Wednesday, August 22, 2018

Cancer: Cannabis

On the Road Again. 

Pueblo, Colorado, was certainly putting its marijuana money to good use, upgrading their roads and bridges and trying to economically develop their abandoned industrial areas. I wish them well, because it’ll take at least a decade to get the city not looking like a cut scene from Fallout 4. After that, the artists and the creatives will get pushed back out as the speculators and investors pour back in and jack up the real estate and the cycle of boom and bust begins anew.

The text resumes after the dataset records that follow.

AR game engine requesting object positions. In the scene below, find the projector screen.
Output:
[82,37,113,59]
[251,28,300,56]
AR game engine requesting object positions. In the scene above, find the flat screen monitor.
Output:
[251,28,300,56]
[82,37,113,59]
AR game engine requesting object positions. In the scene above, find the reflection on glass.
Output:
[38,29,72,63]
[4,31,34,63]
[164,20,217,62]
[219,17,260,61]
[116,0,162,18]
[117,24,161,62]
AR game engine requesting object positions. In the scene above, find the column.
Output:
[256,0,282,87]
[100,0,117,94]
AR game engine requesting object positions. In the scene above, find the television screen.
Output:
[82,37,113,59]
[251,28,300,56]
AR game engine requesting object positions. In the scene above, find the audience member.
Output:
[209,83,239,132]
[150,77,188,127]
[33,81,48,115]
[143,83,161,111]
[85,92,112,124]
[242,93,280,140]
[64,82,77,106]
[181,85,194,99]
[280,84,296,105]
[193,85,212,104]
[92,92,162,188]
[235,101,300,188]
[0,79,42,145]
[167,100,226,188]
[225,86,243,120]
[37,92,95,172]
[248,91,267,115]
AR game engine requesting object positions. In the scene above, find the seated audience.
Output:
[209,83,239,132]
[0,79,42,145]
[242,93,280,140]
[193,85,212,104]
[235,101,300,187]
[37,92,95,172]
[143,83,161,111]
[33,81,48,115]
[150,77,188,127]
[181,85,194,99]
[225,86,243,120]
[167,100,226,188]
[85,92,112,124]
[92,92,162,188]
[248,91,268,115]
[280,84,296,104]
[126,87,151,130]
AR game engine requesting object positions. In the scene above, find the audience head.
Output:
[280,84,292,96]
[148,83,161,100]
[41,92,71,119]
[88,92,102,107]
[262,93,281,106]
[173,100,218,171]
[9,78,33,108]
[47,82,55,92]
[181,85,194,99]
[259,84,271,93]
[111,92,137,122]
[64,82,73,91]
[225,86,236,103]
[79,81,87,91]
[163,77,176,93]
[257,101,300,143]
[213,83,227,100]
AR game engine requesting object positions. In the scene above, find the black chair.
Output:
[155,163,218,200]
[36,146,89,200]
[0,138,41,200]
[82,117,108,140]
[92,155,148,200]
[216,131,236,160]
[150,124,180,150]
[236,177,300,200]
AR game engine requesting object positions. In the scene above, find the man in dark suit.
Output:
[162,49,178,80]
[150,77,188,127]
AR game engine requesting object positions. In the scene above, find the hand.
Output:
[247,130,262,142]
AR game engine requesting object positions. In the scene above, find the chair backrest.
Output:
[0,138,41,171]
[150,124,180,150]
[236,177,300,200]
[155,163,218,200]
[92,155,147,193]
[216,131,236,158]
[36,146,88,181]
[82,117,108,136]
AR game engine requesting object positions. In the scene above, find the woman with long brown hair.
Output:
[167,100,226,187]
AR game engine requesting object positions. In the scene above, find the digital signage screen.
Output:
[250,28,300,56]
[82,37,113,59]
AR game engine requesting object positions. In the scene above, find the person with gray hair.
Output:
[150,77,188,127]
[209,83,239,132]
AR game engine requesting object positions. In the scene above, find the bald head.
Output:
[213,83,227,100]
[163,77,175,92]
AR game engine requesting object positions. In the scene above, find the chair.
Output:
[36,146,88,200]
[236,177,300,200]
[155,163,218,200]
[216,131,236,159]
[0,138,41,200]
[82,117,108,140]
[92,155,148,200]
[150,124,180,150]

All thanks to marijuana. Pretty interesting when you see it with your own eyes. I don’t know where you come down on the issue, but I’m ready to legalize it and tax the hell out of it and make a zillion dollars with it. Also, it’ll cut out a lot of the violence and crime at the border. Finally, it’ll help people. It might negatively impact some other industries, such as For-Profit Prisons, but I have to say, I don’t think that’s a bad thing. We need less prisons, and less people in them. There’s my politics on the subject. Moving on.

Colorado has a tax rate of over twenty percent on recreational marijuana. That’s high. Pun intended. But right now, it’s a license to print money, because we visited a number of dispensaries in two days, mostly to get the lay of the land and scope it all out, and I noticed a few things that they all had in common.

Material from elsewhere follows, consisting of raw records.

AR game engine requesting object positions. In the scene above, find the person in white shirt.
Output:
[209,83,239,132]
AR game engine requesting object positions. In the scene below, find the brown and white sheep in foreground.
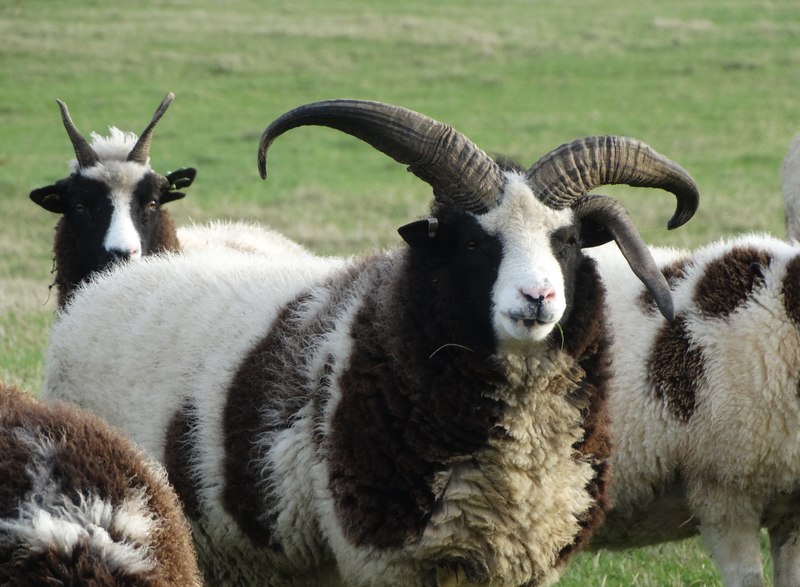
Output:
[0,384,201,587]
[43,100,698,587]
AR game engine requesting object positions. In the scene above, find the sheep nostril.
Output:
[519,288,556,306]
[108,249,138,261]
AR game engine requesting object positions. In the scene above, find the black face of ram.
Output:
[400,210,503,349]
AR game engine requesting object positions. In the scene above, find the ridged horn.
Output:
[572,195,675,320]
[527,136,699,229]
[56,99,100,169]
[127,92,175,165]
[258,100,503,214]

There was tight security at these shops, involving a doorman checking IDs of everyone entering, which was logged into a computer and returned with apologetic smiles and thanks. Once inside, the dispensaries were all decorated as some percentage of head shop and vape store, depending on the name of the place. Everything was clean and neat, and décor tended to run to the upscale and innocuous rather than counter-cultural. I didn’t see a single Bob Marley poster, nor an issue of The Fabulous Furry Freak Brothers anywhere. Having been in several head shops before, where these would have been signifiers that this was one of the good head shops, this was disconcerting. I was out of my element.

None of these guys were working at the shops. They were,
however, all in line waiting to buy stuff...
I was also used to a certain, shall we say, kind of person working in these establishments. And while every single employee I encountered over the weekend was indeed what the squares would call “alternative” in some way—white-guy dreads, aggressive tattoos, lip discs and spacers, or looking like an extra from the movie Dazed and Confused—they were all happy, friendly, knowledgeable, and patient with every customer. They were literally living their dream job, talking about the different kinds of strains and what the effects were. There was a lot of jargon and vocabulary, and I tried to absorb it, but the only thing that stuck was the term “flower,” which is what the dispensaries were calling the actual plant itself. In still illegal states, it’s called “bud.” When your state makes it alright, you get the vocabulary upgrade at no additional cost.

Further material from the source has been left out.